Congé pour reprise ou pour vente : les délais que le bailleur doit respecter
Article rédigé avec l'aide d'une intelligence artificielle, sous contrôle et relecture humaine.
« Les propriétaires veulent récupérer leur appartement » : la formule inquiète, mais un bailleur ne reprend pas son logement quand il le souhaite. En location vide, le congé obéit à des règles strictes de motif, de forme et de délai — et une erreur du bailleur profite au locataire.
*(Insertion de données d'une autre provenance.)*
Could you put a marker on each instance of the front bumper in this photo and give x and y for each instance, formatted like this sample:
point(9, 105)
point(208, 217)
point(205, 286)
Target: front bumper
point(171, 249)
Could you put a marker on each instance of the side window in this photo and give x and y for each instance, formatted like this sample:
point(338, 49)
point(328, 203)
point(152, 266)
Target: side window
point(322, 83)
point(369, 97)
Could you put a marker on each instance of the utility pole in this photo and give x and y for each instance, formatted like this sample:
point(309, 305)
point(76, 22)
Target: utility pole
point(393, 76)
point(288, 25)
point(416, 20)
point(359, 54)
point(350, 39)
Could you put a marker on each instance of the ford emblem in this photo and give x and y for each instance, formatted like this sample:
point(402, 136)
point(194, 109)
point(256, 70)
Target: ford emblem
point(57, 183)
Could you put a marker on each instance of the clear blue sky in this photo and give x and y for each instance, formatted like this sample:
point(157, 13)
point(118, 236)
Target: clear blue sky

Trois motifs de congé, pas un de plus
Pour un bail d’habitation vide soumis à la loi du 6 juillet 1989 (article 15), le bailleur ne peut donner congé que pour :
- Reprise : pour y habiter lui-même ou y loger un proche (conjoint, partenaire, ascendant, descendant…), dont l’identité et le lien doivent figurer dans le congé ;
- Vente : le congé vaut alors offre de vente au locataire, prioritaire pour acheter ;
- Motif légitime et sérieux : typiquement des manquements du locataire (impayés répétés, troubles).
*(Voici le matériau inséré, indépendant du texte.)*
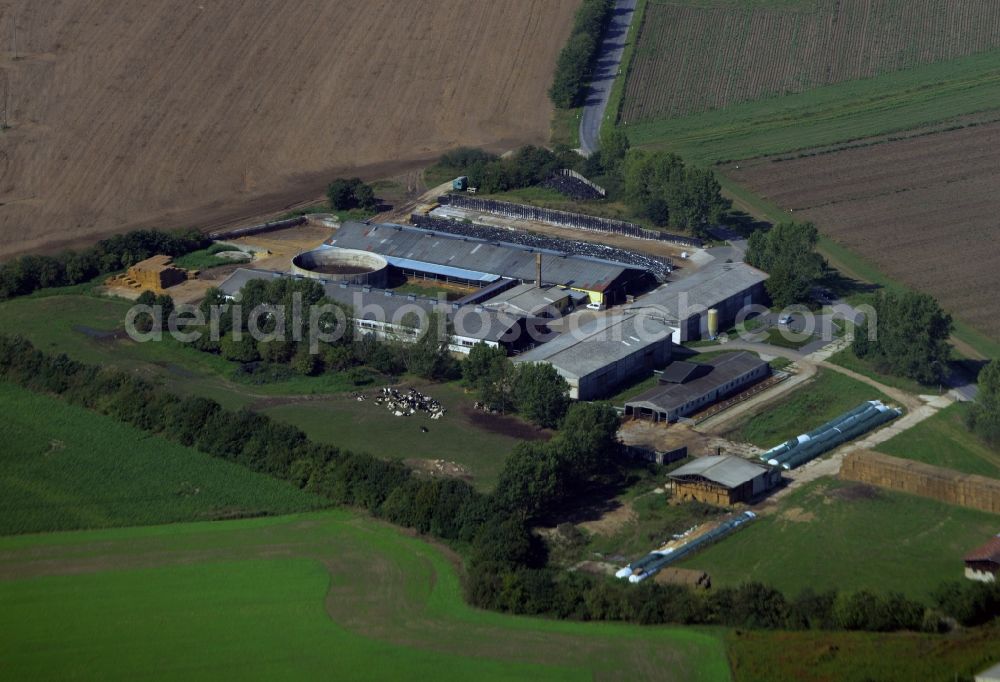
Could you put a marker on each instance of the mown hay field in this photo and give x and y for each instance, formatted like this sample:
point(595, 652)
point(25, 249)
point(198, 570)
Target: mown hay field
point(316, 596)
point(63, 467)
point(922, 209)
point(695, 56)
point(144, 113)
Le congé doit être motivé ; un congé sans motif ou au motif fantaisiste est nul. Depuis la loi ALUR, le juge peut aussi requalifier un congé frauduleux (fausse reprise, fausse vente), passible d’une amende pénale.
Le calendrier : 6 mois avant l’échéance du bail, pas avant
Le congé ne peut prendre effet qu’à l’échéance du bail (3 ans pour un bailleur personne physique, 6 ans pour une personne morale) et doit être délivré au moins 6 mois avant cette échéance, par :
- lettre recommandée avec accusé de réception,
- acte de commissaire de justice (huissier),
- ou remise en main propre contre récépissé ou émargement.
Point crucial : pour une LRAR, le délai de 6 mois court à compter de la réception de la lettre, pas de son envoi.
Si le bailleur rate la fenêtre : le bail se reconduit
Un congé délivré trop tard (moins de 6 mois avant l’échéance) ou irrégulier est sans effet : le bail se reconduit tacitement pour une nouvelle période (3 ou 6 ans), et le bailleur devra attendre la prochaine échéance pour redonner congé. Le locataire n’a pas à « faire un geste » ni à subir les conséquences d’un calendrier mal géré : il est chez lui, aux conditions du bail, jusqu’à la nouvelle échéance.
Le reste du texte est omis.